How Do Instructional Gestures Support Students' Mathematics Learning?
This research addresses the role of teachers’ communication in students’ learning in the domains of early algebra and statistics. We are investigating how teachers’ instructional gestures influence students’ learning, with a focus on what types of gestural grounding are most effective at promoting learning. The project has implications for teacher education and teacher professional development, as well as for advancing basic knowledge of the role of gesture in comprehension and learning.
Given that both algebra and statistics are fundamental to scientific and mathematical literacy, the knowledge gained will contribute to improving algebra and statistics instruction. The knowledge gained also will help us to harness the power of gesture in effective instructional communication.
Gesture plays a substantial role in comprehension in instructional settings, both for native speakers and for second language learners. Some studies have shown roughly double the learning (i.e., twice as many students demonstrating deep learning, or success on roughly twice as many posttest items) after lessons with gestures than after lessons without gestures. However, prior work has not systematically varied teachers’ gestures to identify what is most effective for student learning.

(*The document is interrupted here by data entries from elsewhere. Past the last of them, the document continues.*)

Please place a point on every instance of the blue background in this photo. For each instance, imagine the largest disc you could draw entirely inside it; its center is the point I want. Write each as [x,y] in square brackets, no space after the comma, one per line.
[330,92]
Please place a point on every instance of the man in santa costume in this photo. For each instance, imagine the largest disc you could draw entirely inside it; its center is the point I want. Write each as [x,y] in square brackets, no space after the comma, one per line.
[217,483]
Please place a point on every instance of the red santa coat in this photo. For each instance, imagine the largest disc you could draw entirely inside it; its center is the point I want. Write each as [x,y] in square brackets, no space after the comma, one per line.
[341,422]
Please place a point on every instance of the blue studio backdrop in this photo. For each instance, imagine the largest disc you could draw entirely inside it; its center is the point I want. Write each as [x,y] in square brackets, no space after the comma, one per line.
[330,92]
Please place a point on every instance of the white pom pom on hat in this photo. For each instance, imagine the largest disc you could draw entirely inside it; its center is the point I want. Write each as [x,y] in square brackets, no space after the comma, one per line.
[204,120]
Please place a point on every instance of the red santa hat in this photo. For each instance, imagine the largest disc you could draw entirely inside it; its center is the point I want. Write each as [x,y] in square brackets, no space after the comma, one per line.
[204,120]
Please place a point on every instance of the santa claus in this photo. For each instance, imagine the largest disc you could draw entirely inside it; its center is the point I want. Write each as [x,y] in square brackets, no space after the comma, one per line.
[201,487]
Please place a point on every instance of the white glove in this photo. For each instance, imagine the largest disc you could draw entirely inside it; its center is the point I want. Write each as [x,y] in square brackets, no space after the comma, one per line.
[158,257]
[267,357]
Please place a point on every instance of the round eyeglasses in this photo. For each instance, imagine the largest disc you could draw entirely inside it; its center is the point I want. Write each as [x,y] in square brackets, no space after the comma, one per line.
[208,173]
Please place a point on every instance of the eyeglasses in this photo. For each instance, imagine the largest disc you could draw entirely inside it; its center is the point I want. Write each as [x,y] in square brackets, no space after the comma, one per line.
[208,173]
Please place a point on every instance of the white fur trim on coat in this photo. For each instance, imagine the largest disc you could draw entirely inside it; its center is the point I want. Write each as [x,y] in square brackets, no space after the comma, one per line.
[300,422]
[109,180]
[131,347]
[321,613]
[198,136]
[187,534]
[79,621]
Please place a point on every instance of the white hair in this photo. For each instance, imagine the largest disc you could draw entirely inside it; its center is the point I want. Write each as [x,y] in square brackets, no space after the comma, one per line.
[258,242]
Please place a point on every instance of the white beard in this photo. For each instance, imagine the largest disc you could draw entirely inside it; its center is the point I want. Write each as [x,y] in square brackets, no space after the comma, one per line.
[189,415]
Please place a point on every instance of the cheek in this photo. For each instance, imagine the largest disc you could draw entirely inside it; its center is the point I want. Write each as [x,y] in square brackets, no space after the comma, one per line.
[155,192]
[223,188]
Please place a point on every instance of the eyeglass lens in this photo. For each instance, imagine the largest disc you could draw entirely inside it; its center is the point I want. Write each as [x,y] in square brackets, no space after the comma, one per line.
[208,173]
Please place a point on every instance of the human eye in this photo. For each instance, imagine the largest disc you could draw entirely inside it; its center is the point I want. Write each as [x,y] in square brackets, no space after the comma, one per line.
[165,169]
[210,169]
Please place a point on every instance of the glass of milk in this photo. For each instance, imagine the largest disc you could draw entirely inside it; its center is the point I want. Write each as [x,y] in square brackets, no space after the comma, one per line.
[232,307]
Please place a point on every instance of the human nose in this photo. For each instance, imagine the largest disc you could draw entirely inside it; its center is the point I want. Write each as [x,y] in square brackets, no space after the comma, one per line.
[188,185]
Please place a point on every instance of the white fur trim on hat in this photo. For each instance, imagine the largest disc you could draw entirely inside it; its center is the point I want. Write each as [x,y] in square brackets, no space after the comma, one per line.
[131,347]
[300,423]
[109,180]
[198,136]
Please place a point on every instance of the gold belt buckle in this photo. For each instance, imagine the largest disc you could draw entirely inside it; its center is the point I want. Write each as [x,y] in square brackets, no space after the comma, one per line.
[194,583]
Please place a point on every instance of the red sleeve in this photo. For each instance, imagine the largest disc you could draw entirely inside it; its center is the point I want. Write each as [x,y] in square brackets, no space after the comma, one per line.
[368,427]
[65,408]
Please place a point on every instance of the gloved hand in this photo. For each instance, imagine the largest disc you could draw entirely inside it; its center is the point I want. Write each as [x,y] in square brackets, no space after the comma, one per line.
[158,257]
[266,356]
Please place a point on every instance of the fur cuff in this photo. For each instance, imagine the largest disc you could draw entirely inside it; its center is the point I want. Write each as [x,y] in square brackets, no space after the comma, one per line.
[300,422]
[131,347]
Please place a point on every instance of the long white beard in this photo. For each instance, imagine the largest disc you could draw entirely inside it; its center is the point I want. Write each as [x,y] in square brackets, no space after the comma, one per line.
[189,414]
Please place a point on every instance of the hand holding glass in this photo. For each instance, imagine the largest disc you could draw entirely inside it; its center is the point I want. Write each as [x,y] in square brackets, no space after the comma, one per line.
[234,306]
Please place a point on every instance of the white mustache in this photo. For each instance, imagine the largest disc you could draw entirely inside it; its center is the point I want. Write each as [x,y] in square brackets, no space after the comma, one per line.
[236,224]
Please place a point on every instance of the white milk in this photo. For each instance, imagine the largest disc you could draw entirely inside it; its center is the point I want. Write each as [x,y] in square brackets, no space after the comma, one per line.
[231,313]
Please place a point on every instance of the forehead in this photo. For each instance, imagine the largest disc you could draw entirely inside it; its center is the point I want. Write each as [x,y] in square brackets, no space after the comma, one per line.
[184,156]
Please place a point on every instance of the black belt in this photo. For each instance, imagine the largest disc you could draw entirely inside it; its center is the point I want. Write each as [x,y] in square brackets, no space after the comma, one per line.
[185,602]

This work will provide an empirical basis for recommendations about how teachers in two very distinct communities—K-12 mathematics and higher education statistics for the social sciences—can use gestures effectively.
Our previous research has shown that teachers can intentionally alter their gestures after a brief tutorial about the importance of teachers’ gestures. Instructionally effective gestures are thus an inexpensive and potentially valuable tool that practicing teachers could add to their 'toolkit' of methods for effective communication. This research should also provide an empirical basis for recommendations about gesture and grounding for designers of video and on-line learning materials, which are becoming increasingly prevalent as methods of delivering instruction.
Finally, this work has the potential to contribute to our basic understanding of learning and instruction from an embodied perspective. We gain further understanding of the cognitive processes underlying mathematical understanding by experimentally manipulating the ways in which relations between mathematical ideas are conveyed in instruction, and exploring the consequences for learning.